O MP3 e o telemóvel como ferramentas pedagógicas

Hoje todos os professores têm como formação inicial um curso superior seguido de um estágio pedagógico que pode ser integrado ou não. Todos seguiram na Universidade a via de ensino, em ramos especializados. Resta saber se foram para esta via por vocação ou por falta de alternativas.
Saem classificados com uma média final que resulta das classificações dadas pelos vários professores das disciplinas nos vários anos do curso (nota académica) a que se junta a nota dada pelo professor orientador de estágio. Durante estes anos aprendem também a usar as novas tecnologias para fazer delas ferramentas pedagógicas importantes na sala de aula.
As notas distribuem-se pela escala, como sempre, e é por essas que é feita a colocação. Alguns colocam-se sem dificuldade, outros passam anos à espera de lugar ou vão tendo colocações esporádicas a substituir grávidas e doentes. Milhares ficam sem colocação.
Há professores que colocados ou não continuam a estudar e a interessar-se por melhorar as suas práticas. Alguns são sensíveis ao pulsar do seu tempo, às características da escola de hoje, do aluno de hoje, da comunidade que o envolve hoje.
O professor actual tem de ter esta atitude na sociedade de mudança que nos envolve.
A este propósito posso referir o exemplo da professora Adelina Moura de Braga que foi entrevistada pelo jornalista Jorge Fiel para o DN no dia 7 de Dezembro. Contou que está a fazer uma experiência com 30 alunos do 11º ano, ramo profissionalizante e que já deu uma aula online, a partir de casa, com os alunos espalhados por cafés e outros locais. É o conceito da escola nómada a ser posto em prática. Disse coisas como esta: "o telemóvel e os MP3 são ferramentas de ensino mais usadas que o papel e o lápis" ou " os alunos são nados digitais, nós somos estrangeiros digitais" ou ainda " a aula de português anda na bolso dos meus alunos". Deu os endereços de dois blogues: paepica.blogspot.com e choqueefaisca.blospot.pt. Falou também de O Princepezinho em podcast que pode encontrar-se em discursodirecto.podmatic.com e de exercícios de escolha múltipla e palavras cruzadas para descarregar no telemóvel em geramovel.wirenode.mobi e outros ainda.
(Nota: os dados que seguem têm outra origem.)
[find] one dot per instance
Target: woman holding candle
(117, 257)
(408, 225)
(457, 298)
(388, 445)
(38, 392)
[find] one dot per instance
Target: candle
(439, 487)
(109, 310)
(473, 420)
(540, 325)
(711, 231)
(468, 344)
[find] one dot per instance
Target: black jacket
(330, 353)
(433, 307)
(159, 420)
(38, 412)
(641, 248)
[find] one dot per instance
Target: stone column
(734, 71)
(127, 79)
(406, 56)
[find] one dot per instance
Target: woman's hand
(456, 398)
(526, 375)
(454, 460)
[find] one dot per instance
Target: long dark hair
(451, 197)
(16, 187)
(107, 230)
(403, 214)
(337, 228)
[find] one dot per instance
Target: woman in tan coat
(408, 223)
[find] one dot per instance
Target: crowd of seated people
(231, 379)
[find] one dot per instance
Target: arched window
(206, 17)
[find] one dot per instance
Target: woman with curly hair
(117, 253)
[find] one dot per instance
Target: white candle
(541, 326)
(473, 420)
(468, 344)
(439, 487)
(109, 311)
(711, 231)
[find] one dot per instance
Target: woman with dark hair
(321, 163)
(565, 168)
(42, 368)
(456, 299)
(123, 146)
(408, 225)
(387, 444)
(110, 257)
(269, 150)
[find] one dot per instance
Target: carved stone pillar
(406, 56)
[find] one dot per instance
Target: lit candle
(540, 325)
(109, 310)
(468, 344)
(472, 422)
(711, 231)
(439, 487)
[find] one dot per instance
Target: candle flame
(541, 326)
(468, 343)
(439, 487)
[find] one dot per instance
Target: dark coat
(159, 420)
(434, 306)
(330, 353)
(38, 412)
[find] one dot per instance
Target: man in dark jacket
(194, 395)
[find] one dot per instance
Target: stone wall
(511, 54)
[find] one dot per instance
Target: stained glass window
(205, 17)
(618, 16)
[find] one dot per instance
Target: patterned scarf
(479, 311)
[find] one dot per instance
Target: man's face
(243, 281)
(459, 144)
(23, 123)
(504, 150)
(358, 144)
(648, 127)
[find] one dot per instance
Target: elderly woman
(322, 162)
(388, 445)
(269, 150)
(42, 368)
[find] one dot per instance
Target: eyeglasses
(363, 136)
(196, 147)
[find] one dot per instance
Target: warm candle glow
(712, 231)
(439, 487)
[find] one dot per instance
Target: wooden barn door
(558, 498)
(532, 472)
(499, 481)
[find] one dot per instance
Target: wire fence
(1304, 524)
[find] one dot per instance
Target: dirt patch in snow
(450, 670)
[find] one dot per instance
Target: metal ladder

Esta professora é uma excepção nesta área e, por enquanto, apenas faz uma experiência com 30 alunos, não sei se este projecto seria exequível pelos professores comuns que têm cinco, seis ou sete vezes mais e muitos outros trabalhos para fazer. Seria bom que ela abrisse as aulas para os outros aprenderem na prática e faço votos que não a desviem para fazer conferências "em seco" que só cansam e cumprem calendário.
Todos os professores têm de compreender que o aluno tem que ser ensinado de acordo com o seu tempo e a sua vivência.

in Expresso (Joviana Benedito Profª. aposentada do Ensino Sec. e autora)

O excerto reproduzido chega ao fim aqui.